Бобров попробовал сопротивляться, но почти сразу наткнулся на очевидное недоумение. Разумовский отступил на шаг назад и развёл руками.
– Ты – пятикантроп, Бобров! Неандерталец! Ты что, сошёл с ума?! Тебя же не сватать ведут, простая вечеринка, где бедным студентам дадут возможность вкусно пожрать и выпить и всё это, учти – бесплатно! Это же шанс! Зачем всё так осложнять? И причём тут твоя Маша? Тебя просто пригласили на день рождения. Что здесь такого? Здесь даже нет почвы для морально – нравственных угрызений совести. Ты несёшь такую ерунду, что мне самому уже не хочется идти. И вообще, зачем об этом должна знать Мария? А?
– А что я ей скажу?– упорствовал смущённый Бобров. – Разве я не должен ей сказать.
– Ничего! Просто задержался на тренировке, помогал перейти дорогу старенькой бабушке, спасал пионера из Москвы-реки, выносил из горящего дома котёнка…да, мало ли чего можно придумать. Насчёт этого самого «придумать» я всегда могу помочь.
– Не хотелось бы огорчать её, может быть, ты всё-таки обойдёшься без меня?
– Ты плохой друг, Бобров. Думаешь только о себе. Я же тебе объясняю, что без тебя меня не пустят. Посмотри на меня внимательно, друг. Я забыл, как пахнет колбаса. Я забыл, какого цвета помидоры. А недавно я узнал, что водка должна быть прозрачной, а не туманного серого цвета, как то, что мы пьём. Пожалей меня, друг, прошу тебя.
– Ладно, клоун, не плачь. Помидоры бывают красными, я подарю тебе один на день рождения. Про колбасу я тоже хорошо не помню, а про водку – не знаю.
Впрочем, Разумовский мог уже не уговаривать, его доводы подействовали и Бобров в душе уже согласился. Для самоуспокоения он ещё немного покапризничал, потом повёл плечами и коротко бросил:
– Хорошо. А подарок? Как же мы пойдём на день рождения без подарка?

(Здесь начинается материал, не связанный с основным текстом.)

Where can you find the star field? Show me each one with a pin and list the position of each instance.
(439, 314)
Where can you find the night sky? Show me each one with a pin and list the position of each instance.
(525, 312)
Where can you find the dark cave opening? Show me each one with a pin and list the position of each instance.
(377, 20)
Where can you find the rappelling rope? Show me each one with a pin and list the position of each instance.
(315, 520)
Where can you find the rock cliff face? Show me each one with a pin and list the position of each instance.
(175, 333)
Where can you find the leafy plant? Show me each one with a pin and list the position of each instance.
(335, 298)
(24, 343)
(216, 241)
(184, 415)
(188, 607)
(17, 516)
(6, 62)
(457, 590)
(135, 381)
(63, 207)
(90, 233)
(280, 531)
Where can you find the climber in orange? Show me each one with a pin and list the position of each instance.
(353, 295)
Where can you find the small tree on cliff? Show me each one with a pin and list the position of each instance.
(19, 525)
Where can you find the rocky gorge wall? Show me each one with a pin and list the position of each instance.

К девушке?
– Это другое дело, – обрадовался Разумовский. – Это я беру на себя, краснеть не придётся. Я уже присмотрел клумбу в парке, там как раз распустились красивые розы. Не волнуйся, дружище. Лучший подарок московской девушке – это московские розы с московских клумб. Как говорят в рекламе – три в одном!
– Ладно, Игорь. Тогда ты зайди за мной, тренировка окончится к восьми часам.
Как ни старались Бобров с Разумовским, но в назначенный срок они всё равно не успели. Только затемно им удалось добраться из захолустья, где находилась спортбаза в самый центр города. Всю дорогу Игорь Разумовский ворчал на Боброва, не скрывая своего недовольства. В руках он держал большой букет городских чайных роз. Увидев такой роскошный букет, Бобров даже выпрямился от гордости.
На метро они доехали до большого сталинского дома с остроконечной башней на самом берегу Москва – реки. Это был самый престижный район столицы, вход в огромный дом с толстыми стенами круглосуточно охранялся нарядом милиции.
– Долго добирались, – усмехнулся охранник, догадавшись, куда они идут. Он поднял трубку телефона и хотел позвонить, но передумал и положил трубку на место. – Ладно, идите, там уже раз пять звонили, спрашивали. Чётвёртый этаж.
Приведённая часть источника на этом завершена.